Albano v. Alba Carting Co.

—In an action to recover upon promissory notes commenced pursuant to *274CPLR 3213 by motion for summary judgment in lieu of complaint, the defendants Alba Carting Co., Inc., Estate of Peter Preziosa, and Lucille Dabbs appeal from so much of an order of the Supreme Court, Richmond County (J. Leone, J.), dated April 30, 1997, as granted the motion and denied their cross motion to dismiss the action insofar as asserted against them.

Ordered that the order is affirmed insofar as appealed from, with costs.

The appellants are the original corporate maker and the individual guarantors on a series of promissory notes held by the plaintiff. They contend that their obligations to pay the balance owed on the promissory notes were obviated by an alleged assumption of the notes by the defendant Duffy Disposal Co. They also contend for the first time on appeal, that they were discharged from liability when the plaintiff allegedly extended the time in which Duffy Disposal Co. had to pay the notes and/or reduced the total amount owed on the notes.

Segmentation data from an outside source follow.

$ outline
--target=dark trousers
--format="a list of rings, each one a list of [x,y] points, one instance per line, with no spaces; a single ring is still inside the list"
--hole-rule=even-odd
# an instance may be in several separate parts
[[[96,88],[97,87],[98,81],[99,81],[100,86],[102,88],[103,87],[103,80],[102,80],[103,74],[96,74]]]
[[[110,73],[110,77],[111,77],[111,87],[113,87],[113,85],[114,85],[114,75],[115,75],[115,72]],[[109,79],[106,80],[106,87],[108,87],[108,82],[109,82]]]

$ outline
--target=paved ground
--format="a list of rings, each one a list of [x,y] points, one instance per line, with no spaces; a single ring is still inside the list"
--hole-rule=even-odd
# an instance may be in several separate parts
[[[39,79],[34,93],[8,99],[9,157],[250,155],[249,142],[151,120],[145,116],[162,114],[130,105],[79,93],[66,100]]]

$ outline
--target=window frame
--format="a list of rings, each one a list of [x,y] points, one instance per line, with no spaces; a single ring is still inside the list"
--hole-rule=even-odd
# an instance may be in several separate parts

Contrary to the appellants’ contention, the Supreme Court correctly determined that the alleged assumption of the promissory notes by Duffy Disposal Co. did not effect a novation whereby the appellants were released from their obligations under the notes. The consent form signed by the plaintiff with respect to the alleged assumption reflects his unequivocal intent to continue the appellants’ obligations (see, Matter of Union Indem. Ins. Co., 234 AD2d 120; Mountainview Realty Assocs. v Stark, 190 AD2d 602; S & L Paving Corp. v MacMurray Tractor, 61 Misc 2d 90; see also, Central Trust Co. Rochester v Bagliore, 78 AD2d 764).

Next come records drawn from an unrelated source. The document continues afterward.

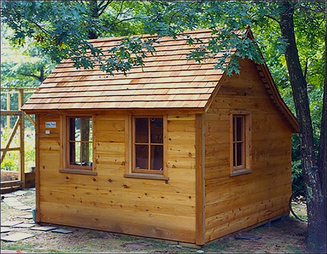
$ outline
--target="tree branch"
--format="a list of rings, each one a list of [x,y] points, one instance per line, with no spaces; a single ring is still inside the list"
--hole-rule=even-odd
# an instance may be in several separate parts
[[[123,2],[124,1],[123,1]],[[107,1],[106,4],[104,6],[103,6],[103,7],[102,7],[101,9],[100,8],[99,8],[99,16],[101,16],[101,14],[102,14],[104,13],[104,12],[106,10],[106,9],[107,8],[107,7],[108,7],[108,6],[109,5],[109,4],[110,4],[111,2],[112,2],[112,1]]]
[[[31,77],[32,78],[35,78],[38,79],[40,82],[42,82],[42,81],[41,81],[41,77],[40,77],[39,76],[35,75],[34,74],[28,74],[27,73],[17,73],[17,74],[19,75],[25,76],[25,77]]]
[[[268,15],[268,14],[265,14],[264,16],[265,17],[267,17],[267,18],[270,18],[270,19],[272,19],[273,20],[275,21],[276,21],[276,22],[277,22],[278,24],[279,24],[279,22],[280,22],[279,20],[278,20],[277,18],[274,18],[274,17],[273,17],[272,16],[270,16],[270,15]]]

Furthermore, the appellants’ contentions that they were discharged from liability by the alleged extension of the time of payment and/or the alleged reduction of the total amount owed, are unpreserved for appellate review (see, First Intl. Bank v Blankstein & Son, 59 NY2d 436, 447; St. John Assocs. Engrs. v Chase Architectural Assocs., 106 AD2d 743; cf., Capital Med. Sys. v Fuji Med. Sys., 239 AD2d 743; Block v Magee, 146 AD2d 730). In any event, the contentions are without merit (see, General Obligations Law §§ 5-1103, 15-301; UCC 3-606; Bier Pension Plan Trust v Estate of Schneierson, 74 NY2d 312; Becker v Faber, 280 NY 146, 152; Olmstead v Latimer, 158 NY 313; H.P.I. Intl. v Kronen, 203 AD2d 325). Santucci, J. P., Joy, Florio and McGinity, JJ., concur.